A Prospective Commodore’s Purpose
The following below is my statement of purpose of Vanderbilt’s Ed.D program in K-12 Education Policy and Leadership:
Her name was Desiree; she was my student in junior English and an elective called Critical Thinking at a Title I high school in Nashville. Desiree is a bright girl, something she is incapable of knowing at the school where she is. Before I met her, Desiree lived in a world of low expectations; everything about her seemed less than average she seemed a small girl in an unimpressive high school filled with students that 90% of licensed teachers will not even consider interviewing for. But Desiree can write, but no one knows this. She had four sophomore English teachers; all her teachers were fired or quit because they could not handle the high demands of working at this school. No teacher noticed Desiree because her aptitude for writing was lost in the system. There was no system for Desiree–her teachers were lost in the policies of attendance referrals, suspension referrals, and psychological referrals.

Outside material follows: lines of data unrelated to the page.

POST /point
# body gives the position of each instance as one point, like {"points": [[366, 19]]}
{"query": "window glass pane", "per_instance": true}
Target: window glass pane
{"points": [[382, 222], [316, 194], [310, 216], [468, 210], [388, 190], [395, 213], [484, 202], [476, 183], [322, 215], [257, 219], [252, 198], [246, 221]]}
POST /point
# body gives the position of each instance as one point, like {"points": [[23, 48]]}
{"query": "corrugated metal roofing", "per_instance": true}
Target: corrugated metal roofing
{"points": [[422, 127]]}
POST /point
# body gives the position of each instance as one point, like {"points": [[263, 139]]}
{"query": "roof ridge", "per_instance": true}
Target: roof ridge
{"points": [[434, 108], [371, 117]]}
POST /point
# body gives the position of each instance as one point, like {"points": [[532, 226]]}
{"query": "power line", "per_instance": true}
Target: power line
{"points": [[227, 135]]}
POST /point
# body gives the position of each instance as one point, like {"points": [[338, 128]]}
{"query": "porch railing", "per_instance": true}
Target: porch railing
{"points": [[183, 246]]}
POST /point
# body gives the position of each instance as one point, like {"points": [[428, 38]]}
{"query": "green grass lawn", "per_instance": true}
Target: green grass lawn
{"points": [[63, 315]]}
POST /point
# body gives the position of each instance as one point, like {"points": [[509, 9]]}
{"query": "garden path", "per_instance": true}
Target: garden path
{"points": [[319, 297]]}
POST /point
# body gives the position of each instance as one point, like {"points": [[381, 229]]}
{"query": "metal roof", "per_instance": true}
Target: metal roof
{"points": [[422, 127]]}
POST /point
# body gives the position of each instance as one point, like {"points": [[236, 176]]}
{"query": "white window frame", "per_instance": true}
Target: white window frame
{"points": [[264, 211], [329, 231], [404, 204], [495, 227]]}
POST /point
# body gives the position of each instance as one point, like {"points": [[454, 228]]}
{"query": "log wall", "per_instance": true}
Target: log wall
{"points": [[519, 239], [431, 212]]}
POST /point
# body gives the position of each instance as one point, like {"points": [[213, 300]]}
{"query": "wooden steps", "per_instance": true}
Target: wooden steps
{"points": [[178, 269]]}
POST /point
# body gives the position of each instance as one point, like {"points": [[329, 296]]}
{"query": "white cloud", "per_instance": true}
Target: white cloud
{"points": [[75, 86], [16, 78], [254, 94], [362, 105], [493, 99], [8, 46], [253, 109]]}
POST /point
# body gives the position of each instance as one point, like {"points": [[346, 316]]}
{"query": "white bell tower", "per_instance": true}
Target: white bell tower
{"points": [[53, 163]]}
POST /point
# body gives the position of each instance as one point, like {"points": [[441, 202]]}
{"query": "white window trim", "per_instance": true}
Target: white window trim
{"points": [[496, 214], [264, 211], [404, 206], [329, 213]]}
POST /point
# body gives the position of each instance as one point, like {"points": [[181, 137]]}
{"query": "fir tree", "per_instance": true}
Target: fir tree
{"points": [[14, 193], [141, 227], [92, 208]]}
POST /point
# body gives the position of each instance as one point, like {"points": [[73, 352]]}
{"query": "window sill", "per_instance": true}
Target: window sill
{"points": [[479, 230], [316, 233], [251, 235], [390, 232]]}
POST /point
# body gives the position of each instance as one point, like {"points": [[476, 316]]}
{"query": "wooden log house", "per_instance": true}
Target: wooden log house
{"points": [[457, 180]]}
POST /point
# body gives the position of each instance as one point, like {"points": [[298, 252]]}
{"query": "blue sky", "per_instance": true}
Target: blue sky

But there were no policies for Desiree; there was no way to recognize her uniqueness.
It was poor policy that led to my collision with Desiree. I was also the victim of failed policy–laid off from my first teaching job even after having student Advanced Placement scores that exceeded my more veteran peers. I lost the seniority draw in budget cuts, and I needed a new school. Desiree needed a new teacher; she needed someone who could cut threw the distractions of what she was “expected” to be to see what she actually was–an under-served, unchallenged student.
And thus, I was an ex-AP teacher in a new world, a world most educators never see. I was with a week and a half’s noticed thrust into teaching a set of students whose sophomore education had been mostly a poor patched together work of four teachers’ efforts. I had an elective to teach with no guidelines and a population of students in poverty who were not used to being made to think deeply or express their inner voices, if anyone either bothered to ask. Under a mandate to raise writing scores, which had plummeted in previous years, I was supposed to focus on borderline students–those who might just past, it was the unwritten policy of the job. The goal was to get more 4′s on the state writing exam for 11th graders (out of a possible 6). The previous year’s mark was 61% pass (4 or higher) with only a handful of 5′s (considered strong writing) from an honors class.

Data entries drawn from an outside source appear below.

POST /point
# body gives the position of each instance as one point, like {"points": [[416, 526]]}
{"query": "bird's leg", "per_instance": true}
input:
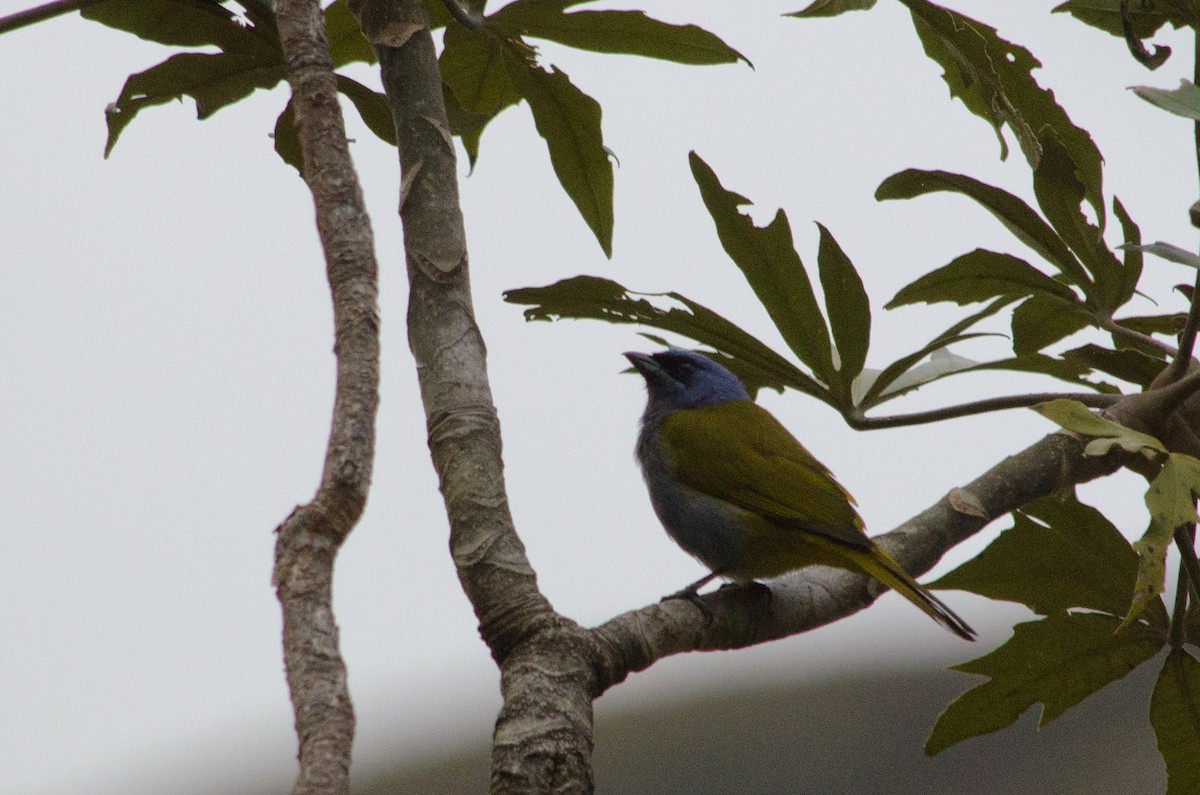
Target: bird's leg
{"points": [[691, 595]]}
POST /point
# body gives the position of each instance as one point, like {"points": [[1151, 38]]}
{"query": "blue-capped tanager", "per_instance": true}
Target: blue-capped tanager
{"points": [[738, 492]]}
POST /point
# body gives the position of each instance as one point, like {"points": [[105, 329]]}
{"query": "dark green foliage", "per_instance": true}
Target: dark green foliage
{"points": [[485, 72], [1056, 662], [1059, 554]]}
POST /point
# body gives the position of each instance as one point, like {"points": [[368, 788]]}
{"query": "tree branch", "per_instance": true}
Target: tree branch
{"points": [[859, 422], [310, 538], [544, 671], [816, 596]]}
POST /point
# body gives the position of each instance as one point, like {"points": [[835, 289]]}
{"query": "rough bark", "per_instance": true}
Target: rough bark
{"points": [[309, 539], [551, 669]]}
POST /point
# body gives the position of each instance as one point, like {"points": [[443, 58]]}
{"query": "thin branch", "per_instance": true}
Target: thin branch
{"points": [[862, 423], [40, 13], [1185, 541], [1113, 327], [310, 538], [1182, 359], [1195, 79], [1180, 613], [1167, 399]]}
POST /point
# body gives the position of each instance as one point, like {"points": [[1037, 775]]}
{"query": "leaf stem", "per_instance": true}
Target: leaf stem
{"points": [[46, 11], [1105, 322], [1185, 539], [463, 13], [1182, 359], [1180, 614], [859, 422]]}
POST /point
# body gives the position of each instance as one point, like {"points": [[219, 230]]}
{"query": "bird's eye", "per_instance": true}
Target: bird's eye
{"points": [[684, 369]]}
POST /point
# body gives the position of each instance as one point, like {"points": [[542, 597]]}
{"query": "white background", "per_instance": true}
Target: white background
{"points": [[166, 375]]}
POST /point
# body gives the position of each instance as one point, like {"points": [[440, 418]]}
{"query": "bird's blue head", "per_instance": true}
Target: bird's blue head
{"points": [[678, 380]]}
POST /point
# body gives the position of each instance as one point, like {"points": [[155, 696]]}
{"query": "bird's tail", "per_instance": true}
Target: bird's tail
{"points": [[887, 571]]}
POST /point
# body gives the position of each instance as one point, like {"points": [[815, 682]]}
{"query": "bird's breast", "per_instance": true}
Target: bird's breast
{"points": [[709, 528]]}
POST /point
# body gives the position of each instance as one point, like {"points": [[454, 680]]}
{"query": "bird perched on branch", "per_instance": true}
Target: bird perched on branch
{"points": [[738, 492]]}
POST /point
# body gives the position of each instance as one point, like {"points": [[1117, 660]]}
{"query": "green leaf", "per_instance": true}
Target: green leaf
{"points": [[1175, 716], [372, 106], [472, 64], [888, 383], [603, 299], [768, 259], [569, 120], [465, 124], [1069, 371], [850, 310], [1057, 661], [1168, 324], [1183, 101], [1171, 502], [1128, 364], [979, 276], [629, 33], [213, 81], [347, 45], [1059, 554], [1133, 258], [1079, 418], [1043, 320], [832, 7], [1017, 216], [183, 23], [1060, 193], [1105, 15], [994, 79]]}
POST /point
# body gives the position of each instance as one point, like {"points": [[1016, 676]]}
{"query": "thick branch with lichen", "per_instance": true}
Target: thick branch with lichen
{"points": [[309, 539]]}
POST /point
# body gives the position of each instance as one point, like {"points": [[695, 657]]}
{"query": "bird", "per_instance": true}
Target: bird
{"points": [[736, 490]]}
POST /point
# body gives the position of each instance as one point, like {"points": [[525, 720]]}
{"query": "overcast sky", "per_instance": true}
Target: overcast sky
{"points": [[166, 376]]}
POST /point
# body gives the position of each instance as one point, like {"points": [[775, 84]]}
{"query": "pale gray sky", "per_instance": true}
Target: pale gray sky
{"points": [[167, 374]]}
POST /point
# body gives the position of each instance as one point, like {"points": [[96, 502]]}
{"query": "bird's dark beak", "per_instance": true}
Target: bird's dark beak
{"points": [[643, 363]]}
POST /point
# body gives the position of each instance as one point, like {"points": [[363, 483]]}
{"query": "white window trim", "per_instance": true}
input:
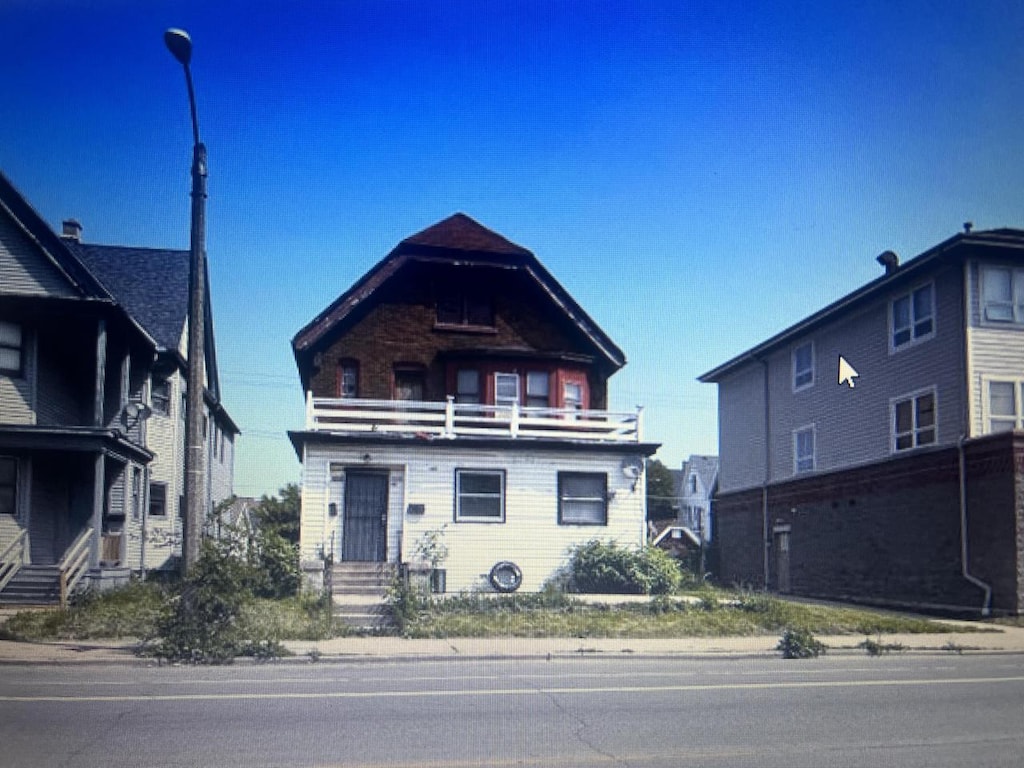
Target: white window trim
{"points": [[986, 406], [1016, 284], [793, 357], [459, 516], [562, 498], [507, 401], [893, 401], [814, 449], [913, 340]]}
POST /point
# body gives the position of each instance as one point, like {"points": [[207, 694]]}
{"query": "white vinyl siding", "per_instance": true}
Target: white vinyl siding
{"points": [[913, 420], [422, 476], [803, 367]]}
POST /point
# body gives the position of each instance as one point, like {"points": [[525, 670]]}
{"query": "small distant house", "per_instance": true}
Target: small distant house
{"points": [[875, 450], [92, 366], [458, 388]]}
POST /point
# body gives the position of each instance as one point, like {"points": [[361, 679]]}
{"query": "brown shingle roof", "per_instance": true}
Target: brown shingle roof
{"points": [[461, 232]]}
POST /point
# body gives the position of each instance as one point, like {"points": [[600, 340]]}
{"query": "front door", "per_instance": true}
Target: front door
{"points": [[365, 527], [782, 560]]}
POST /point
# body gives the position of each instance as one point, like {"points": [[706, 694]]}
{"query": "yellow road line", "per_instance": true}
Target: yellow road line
{"points": [[512, 691]]}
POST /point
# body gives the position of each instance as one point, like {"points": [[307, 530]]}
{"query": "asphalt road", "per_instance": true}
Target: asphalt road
{"points": [[844, 711]]}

Few things irk me more than a rule that I find counterproductive. I was stubborn: I had not left AP to put myself into a culture of worksheets and low expectations. I taught my students persuasion, I taught them how to make a narrative argument, I taught them how to read nonfiction, I taught them how to look for symbolism in The Glass Menagerie. I taught at a level that was not supposed to be possible because that was the culture.
Desiree blossomed. She made a 5 on the writing exam; she became happy to be in English class. She encouraged her friend next to her; she made a 5 as well. Three more boys in that class, two of which had failed other class, made 5′s. Overall, 75% of my students passed, a school high with over a quarter of them receiving 5′s–more students from that one class made 5′s then all that school’s honors and AP students.

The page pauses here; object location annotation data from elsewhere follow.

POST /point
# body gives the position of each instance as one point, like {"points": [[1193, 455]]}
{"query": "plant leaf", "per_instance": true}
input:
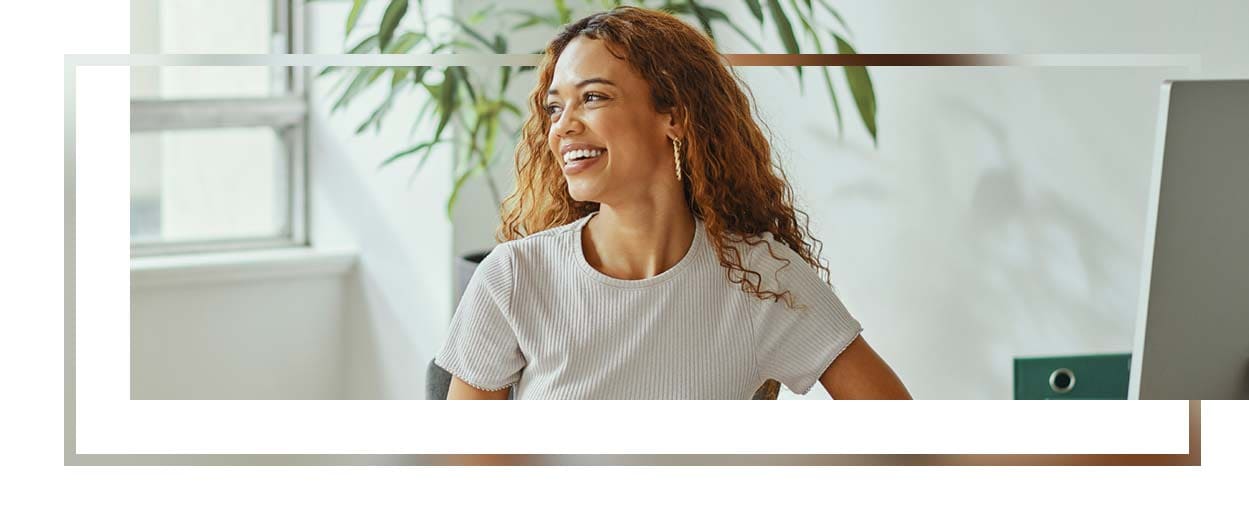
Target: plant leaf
{"points": [[717, 15], [786, 30], [395, 13], [364, 46], [756, 10], [861, 86], [364, 77], [449, 101], [405, 43], [354, 16], [832, 94]]}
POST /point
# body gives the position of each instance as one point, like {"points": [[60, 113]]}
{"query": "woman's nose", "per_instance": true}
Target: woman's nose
{"points": [[567, 124]]}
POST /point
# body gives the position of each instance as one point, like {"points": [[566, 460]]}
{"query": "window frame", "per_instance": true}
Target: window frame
{"points": [[285, 114]]}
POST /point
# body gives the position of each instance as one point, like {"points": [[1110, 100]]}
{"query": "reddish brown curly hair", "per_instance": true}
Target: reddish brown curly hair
{"points": [[731, 181]]}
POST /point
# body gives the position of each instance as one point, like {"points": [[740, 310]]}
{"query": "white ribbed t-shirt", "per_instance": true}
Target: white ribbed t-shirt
{"points": [[536, 315]]}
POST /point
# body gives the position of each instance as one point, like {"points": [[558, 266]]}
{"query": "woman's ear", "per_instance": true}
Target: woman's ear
{"points": [[673, 129]]}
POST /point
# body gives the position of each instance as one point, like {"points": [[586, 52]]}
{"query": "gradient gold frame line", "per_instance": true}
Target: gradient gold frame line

That was years ago. Now I look back, and I see how many school rules have worked against education–”teach only out of the prescribed book,” never-mind that my kids cannot read it. My first district mentor once horrified me by ordering me to only give answers that were in the back of my teacher’s book because the district had paid too much money for it; it was supposedly too much for my AP kids to offer other suggestions. When I declined, she accused me of insubordination. At the Title I school, I was supposed to teach these four “essential literature” books to my students. Because the books were by black authors, my inner-city kids were supposed to be able to relate. They didn’t–they were all books about mature adult issues. I found them literature that they did find relevant by many different authors, and they enjoyed that more than what the guidelines said students “in this population” should be taught.
Along with my teaching, I read education blogs and journals on a daily basis; it is where I generate new ideas as the ones that clear “policy” barriers are usually not fully implemented or out of date. I am intrigued by techniques that I see school reformers using, that I read from university departments, that I uncover analyzing active research. I strongly believe that there is a need for people who have taught in all kind of teaching situations who can also advocate, consult, and implement effective scholastic policies. I have taught effectively in middle-class, inner-city, and affluent high schools. I have seen the benefits of sound policy, and I have seen poor policy implemented because it was not thought out or researched. I have seen how policy affects the gifted, the special needs, the popular students, the forgotten students, and the educators.
I am applying to Vanderbilt because I believe that I must better myself to improve education policy. I want to discover and to test new ideas, to advocate policies that improve the academics of forgotten students like Desiree and all those students who needed someone to tell those sophomore teachers to look for them. I dream of being a better practitioner of better policy.